Türk Silahlı Kuvvetleri (TSK), Astana mutabakatı çerçevesinde ve Fırat Kalkanı Harekâtı’nın devamı niteliğinde Kilis’ten Suriye’ye yeni askeri birlikler sokuyor. 4 ana çatışmasızlık bölgesini kapsayan ve sahaya yansımaya başlayan mekanizmayla ilgili detayları Cumhurbaşkanlığı Sözcüsü İbrahim Kalın, gazetecilere anlattı: “Kimin nereye, nasıl konuşlanacağı, asayişin nasıl sağlanacağı; süreci kimin, nasıl izleyeceğine ilişkin müzakereler Rusya ve İran’la yoğun şekilde sürüyor.”

Oluşturulan çalışma grubu ve teknik heyetler; rejim güçleri ile muhalif güçler arasında konuşlandırılacak birliklerin kimlerden oluşacağını, sayısını belirleyecek. Hedef; ateşkesi daha yapısal ve kalıcı hale getirmek, çatışma ihtimalini minimize etmek ve güçlerin güvenli şekilde ayrışmasını sağlamak. Temmuz başında Astana’daki toplantıda nihai şekline kavuşturulacak olan çatışmasızlık bölgeleri taslak planına göre; İdlib bölgesinde Türk ve Rus askerleri, Şam çevresinde ağırlıklı olarak Rusya ve İran, güneyde Deraa bölgesinde Ürdün ve ABD askerleri konuşlanacak. Rusların önerisi olan Kırgız ve Kazak askerlerinin görev gücü içinde yer alması ise tartışılıyor.

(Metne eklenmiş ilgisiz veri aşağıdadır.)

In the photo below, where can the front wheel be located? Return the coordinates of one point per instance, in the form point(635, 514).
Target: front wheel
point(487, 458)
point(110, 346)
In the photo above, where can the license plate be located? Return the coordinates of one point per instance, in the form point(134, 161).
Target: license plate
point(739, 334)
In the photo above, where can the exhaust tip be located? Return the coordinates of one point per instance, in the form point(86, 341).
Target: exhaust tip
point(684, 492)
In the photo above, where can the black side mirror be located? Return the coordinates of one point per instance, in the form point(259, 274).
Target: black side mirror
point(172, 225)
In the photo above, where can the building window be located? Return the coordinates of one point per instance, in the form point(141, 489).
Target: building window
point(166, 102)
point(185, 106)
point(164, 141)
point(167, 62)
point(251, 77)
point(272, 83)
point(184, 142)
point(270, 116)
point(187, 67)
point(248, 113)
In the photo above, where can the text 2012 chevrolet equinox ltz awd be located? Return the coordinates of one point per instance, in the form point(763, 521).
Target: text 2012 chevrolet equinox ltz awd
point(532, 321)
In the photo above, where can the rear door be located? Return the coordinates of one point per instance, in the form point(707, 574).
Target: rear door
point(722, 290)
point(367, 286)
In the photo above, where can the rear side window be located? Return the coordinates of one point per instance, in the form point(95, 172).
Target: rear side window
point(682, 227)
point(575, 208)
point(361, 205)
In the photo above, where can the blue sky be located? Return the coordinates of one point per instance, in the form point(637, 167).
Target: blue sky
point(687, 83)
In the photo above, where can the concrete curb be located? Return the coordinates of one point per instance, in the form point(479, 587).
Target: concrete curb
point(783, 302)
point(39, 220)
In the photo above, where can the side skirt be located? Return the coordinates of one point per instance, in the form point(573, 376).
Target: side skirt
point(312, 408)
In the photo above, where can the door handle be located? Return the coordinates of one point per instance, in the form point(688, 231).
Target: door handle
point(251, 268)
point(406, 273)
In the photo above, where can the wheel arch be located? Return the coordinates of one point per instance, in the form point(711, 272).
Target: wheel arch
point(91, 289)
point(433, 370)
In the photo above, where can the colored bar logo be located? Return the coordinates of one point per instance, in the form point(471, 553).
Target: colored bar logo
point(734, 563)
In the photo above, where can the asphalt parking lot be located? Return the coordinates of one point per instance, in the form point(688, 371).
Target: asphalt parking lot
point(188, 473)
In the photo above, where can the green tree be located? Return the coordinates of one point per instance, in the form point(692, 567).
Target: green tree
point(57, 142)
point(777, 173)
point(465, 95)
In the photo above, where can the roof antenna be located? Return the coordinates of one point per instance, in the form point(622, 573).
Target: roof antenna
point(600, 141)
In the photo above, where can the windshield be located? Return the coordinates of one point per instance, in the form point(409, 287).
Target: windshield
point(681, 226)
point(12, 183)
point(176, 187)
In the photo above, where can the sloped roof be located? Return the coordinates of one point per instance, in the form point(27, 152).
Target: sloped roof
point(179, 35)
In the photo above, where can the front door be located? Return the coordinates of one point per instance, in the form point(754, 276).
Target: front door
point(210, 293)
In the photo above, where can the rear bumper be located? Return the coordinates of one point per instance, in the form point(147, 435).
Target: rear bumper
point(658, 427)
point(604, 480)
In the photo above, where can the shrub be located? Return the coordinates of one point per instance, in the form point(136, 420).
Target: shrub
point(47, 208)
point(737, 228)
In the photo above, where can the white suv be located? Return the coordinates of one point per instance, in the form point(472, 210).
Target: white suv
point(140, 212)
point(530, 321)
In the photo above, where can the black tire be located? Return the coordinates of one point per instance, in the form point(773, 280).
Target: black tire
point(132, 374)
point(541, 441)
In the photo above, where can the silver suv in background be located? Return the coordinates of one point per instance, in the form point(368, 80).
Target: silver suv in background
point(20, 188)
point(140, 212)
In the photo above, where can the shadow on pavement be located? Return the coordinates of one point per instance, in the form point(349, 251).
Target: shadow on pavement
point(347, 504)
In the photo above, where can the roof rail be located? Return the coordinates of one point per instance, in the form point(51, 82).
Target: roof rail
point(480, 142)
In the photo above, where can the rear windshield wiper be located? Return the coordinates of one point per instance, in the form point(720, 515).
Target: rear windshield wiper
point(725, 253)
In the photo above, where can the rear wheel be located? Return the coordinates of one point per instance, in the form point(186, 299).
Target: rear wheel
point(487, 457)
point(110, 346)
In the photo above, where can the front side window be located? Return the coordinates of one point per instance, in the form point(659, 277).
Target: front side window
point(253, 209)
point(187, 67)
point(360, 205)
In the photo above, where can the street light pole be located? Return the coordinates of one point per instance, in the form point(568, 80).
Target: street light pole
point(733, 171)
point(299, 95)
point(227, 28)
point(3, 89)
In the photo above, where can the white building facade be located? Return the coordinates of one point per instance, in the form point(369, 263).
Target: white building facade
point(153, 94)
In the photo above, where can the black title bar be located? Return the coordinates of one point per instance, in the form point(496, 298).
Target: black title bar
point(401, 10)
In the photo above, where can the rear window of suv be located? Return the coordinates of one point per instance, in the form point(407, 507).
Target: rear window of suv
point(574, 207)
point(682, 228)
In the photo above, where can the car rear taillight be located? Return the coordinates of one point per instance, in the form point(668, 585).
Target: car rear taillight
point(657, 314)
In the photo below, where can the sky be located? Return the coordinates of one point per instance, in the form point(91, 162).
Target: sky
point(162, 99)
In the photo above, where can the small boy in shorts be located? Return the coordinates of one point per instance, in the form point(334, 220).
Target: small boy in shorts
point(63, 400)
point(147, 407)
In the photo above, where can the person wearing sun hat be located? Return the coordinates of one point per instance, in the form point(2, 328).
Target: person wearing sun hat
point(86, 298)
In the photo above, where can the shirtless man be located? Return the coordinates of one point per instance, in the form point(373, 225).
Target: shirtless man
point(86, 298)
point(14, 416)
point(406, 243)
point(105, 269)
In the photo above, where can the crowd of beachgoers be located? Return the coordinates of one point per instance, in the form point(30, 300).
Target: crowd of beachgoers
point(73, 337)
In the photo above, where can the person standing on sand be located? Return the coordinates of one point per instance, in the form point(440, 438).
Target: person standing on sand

TEL RİFAT’IN DOĞUSU MARE’NİN BATISI

Yarım ölçekte yani 2 bölük mekanize tugaydan oluşan TSK birliği Suriye’ye, Kilis’ten giriş yapacak. Tel Rifat’ın doğusunda, Mare’nin batısında konuşlanacak. Bu bölge, kısa süre önce PYD/YPG’liler tarafından ÖSO’ya terk edilmişti. Bu, Türkiye’nin başından beri kırmızı çizgi ilan ettiği Azez- Mare hattında güvenli bir bölge oluşturulması açısından çok önemli bir gelişme.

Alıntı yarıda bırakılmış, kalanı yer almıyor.